Собирал вещи. Сказали, рано еще. Ничего. Мне здесь нравится, нравится, нравится. Я не хочу уезжать, не хочу, хочу... не уезжать. А если здесь навсегда? Плевать на все. Только вороны... А комары чего?..
Кидал камни. Устал. Я не могу с воронами. Купил красное по одной-триста. Сначала рыдал весь в слезах, потом рвало наружу.
10 июня.
Весы сломались. На что смотрит местная адмениструация? А здесь ли она есть? Я буду жаловаться! Что я им? Я приехал отдыхать, а они... А здесь... чем-то пахнет! Подозрительный такой запашок. Я буду называть... Называть вещи... А не происки ли это химической реакции? А не разложение ли это душ советских? Нехороший такой душок. Я буду называть их вещи своими именами. Этот запах есть запах... Это запах... Запах г...
Письмо в редакцию.
Братва, выручайте! Поспорил с корешом, что мою писанину пропечатают в Вашем интереснейшем журнале.

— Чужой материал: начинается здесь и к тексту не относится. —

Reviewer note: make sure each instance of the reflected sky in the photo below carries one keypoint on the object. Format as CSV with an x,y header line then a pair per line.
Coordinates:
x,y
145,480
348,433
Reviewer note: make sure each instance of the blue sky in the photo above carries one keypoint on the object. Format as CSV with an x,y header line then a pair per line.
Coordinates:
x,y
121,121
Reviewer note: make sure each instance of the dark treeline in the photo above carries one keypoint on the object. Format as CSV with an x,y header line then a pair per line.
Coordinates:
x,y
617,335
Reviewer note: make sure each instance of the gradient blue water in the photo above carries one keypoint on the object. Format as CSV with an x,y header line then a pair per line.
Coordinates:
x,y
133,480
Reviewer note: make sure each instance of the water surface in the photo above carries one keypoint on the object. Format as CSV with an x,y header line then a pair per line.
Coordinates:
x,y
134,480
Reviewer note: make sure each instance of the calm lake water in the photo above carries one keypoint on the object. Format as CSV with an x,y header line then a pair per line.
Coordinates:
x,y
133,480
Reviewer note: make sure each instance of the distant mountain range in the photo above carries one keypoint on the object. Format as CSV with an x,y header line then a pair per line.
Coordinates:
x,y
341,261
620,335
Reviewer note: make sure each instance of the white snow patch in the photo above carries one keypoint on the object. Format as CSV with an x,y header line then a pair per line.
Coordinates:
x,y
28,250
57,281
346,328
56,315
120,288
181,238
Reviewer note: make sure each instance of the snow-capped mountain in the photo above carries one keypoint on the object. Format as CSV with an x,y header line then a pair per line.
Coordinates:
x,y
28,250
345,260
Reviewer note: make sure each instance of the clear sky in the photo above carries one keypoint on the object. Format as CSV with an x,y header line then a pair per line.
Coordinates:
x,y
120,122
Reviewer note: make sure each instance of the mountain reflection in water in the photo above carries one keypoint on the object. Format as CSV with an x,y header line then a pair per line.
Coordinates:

Почему в Вашем? Да вчерась мы с друганом, кстати, знакомьтесь, его зовут Славик Куренков, залили канистру пивом, а закуси-то и нету, ну а в соседнем ларьке дают воблу по три тыщи, а она, гадина, жирнющая, а завернуть ее не во что, ну и пришлось купить в "Руспечати" Ваш журнал, а страницы-то того, мелкие, неудобные, а выбрасывать жалко, ну и захотелось по дороге почитать. Оказалося интересно, ну, и я так зачитался, что я пропустил нашу остановку. "Кондукторская" она называется.
А потом бухали мы, бухали, смотрели телик, слушали музон, балдели - одним словом, а Славик вдруг и говорит: "А слабо тебе тута пропечататься?" Я говорю: "Да за нефиг делать!" Вошел в кураж-то после пивка. Я же когда-то сочинительствовал, до того, как писать начал, кстати, с горя ведь, что не печатают в средствах массовой информации. А поспорили мы на ящик русской водки, только не самопальной, а то жить-то ведь хочется.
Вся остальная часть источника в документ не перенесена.